Elon Musk smacked down for violating free speech pillar.
In 2023, Elon Musk managed to define himself as the cartoon villain of American capitalism: destroying the town square of Twitter, amplifying white supremacist and antisemitic voices, even denying Ukraine satellite service in the middle of the Russian onslaught.
As 2024 begins, Musk continues his villain role, this time as the target of a National Labor Relations Board complaint for violating employees’ rights at SpaceX. Musk responded with a lawsuit challenging the constitutionality of the NLRB’s action. But Musk’s beef is not really with the agency; it’s with the federal right that Congress passed and the agency is merely enforcing.
Musk can’t believe that employees actually have the right to speak out against their own CEO, as they did at SpaceX. Indeed, speech rights at work are generally quite limited. But at a time of increased attention to workers’ rights, Musk managed to violate the most important but least well-known workplace right in America: the right to talk to co-workers about working conditions. And in doing so, he inadvertently illustrated a path forward for workers and democracy.
The SpaceX saga started in May 2022, with a media report of a sexual harassment settlement involving a flight attendant who worked on SpaceX’s corporate jet and Musk himself. After Musk joked about the report on Twitter, several employees drafted a letter to senior managers about the need to take issues like sexual harassment more seriously, as part of creating a truly inclusive work environment. The letter got them fired.

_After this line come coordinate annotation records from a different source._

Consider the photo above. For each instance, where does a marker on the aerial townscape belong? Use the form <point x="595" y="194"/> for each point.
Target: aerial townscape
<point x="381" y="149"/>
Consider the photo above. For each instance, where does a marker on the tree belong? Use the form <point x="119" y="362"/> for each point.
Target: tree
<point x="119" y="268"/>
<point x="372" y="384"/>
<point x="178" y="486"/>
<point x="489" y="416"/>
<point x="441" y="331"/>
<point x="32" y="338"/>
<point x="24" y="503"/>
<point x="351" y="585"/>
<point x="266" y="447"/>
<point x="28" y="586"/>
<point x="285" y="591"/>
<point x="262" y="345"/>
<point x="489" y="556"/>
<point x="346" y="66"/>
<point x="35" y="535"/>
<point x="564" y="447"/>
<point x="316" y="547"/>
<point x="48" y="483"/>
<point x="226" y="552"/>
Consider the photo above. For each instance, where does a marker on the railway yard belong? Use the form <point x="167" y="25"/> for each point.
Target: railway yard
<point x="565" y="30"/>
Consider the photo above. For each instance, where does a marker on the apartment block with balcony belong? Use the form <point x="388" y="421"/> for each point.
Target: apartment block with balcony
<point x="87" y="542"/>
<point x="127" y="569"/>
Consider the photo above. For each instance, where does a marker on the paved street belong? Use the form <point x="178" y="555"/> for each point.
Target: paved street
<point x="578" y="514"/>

Unlike former Starbucks CEO Howard Schultz’s serial lawbreaking, this was not union organizing that Musk was trying to shut down. Indeed, the SpaceX employees were careful to avoid the perception that this was a nascent attempt to organize a union.
But the same law that protects union organizing—the National Labor Relations Act—also protects workers acting together for “mutual aid or protection,” whether or not there’s a union in the picture. That’s what the SpaceX employees were doing in trying to get their employer to take sexual harassment seriously.
The main reason Congress put this right in the National Labor Relations Act was to protect union organizing. The idea is that workers need to feel comfortable talking to one another about working conditions before they reach the question of what to do about it.
But the reality is that many workers don’t feel comfortable talking to co-workers for fear of retaliation, and so many union organizing efforts never get off the ground.
And even if unions never materialize, you still need co-workers talking to each other to improve conditions at work. This is true whether it’s SpaceX engineers in California or Waffle House servers in North Carolina. After all, talking to co-workers about things that don’t seem right or people in the workplace to watch out for—it’s how people surface problems and consider acting to make things better. Without that exchange of information, problems fester.
Whether it’s sexual harassment, equal pay, or health and safety, the ability of workers to exercise power and enforce their rights depends on their ability to talk to co-workers about issues at work without fear of retaliation.
But a right is only meaningful if it is enforced. And right now, the only way to enforce the right to talk to co-workers is to go to the NLRB. There is no mechanism for individual employees to sue their employer for violating this right. And the NLRB’s funding has been frozen since 2014—effectively a 25 percent budget cut over the last 10 years, accounting for inflation.
In forthcoming research for the National Institute for Workers’ Rights, we found that when the NLRB does take up these claims, workers are successful in nearly two-thirds of cases. But there’s reason to believe that—like many areas of workplace law—there are many more legitimate claims that are never vindicated.
Strengthening this right is not only important for improving workers’ lives: It’s also important for democracy. Ask Alexis de Tocqueville: The beating heart of American democracy is groups of people coming together to try to improve their lives and communities.
And though co-workers may not agree on abortion, gender identity, and race in schools, they might agree that their company can afford to pay its workers a few bucks an hour more when they’re paying top executives millions. Or that the boss can figure out a way to let folks take bathroom breaks while on the factory floor.
But they can’t find that common ground (the boss sucks!) or that common project (let’s make things better!) if they’re afraid to talk to each other about it. That’s why the SpaceX saga matters: Because the underlying issue—what happens when you speak up at work?—is fundamental to the struggle for workplace justice and a stronger democracy. And strengthening the right to talk to co-workers is a critical but underappreciated component of that struggle.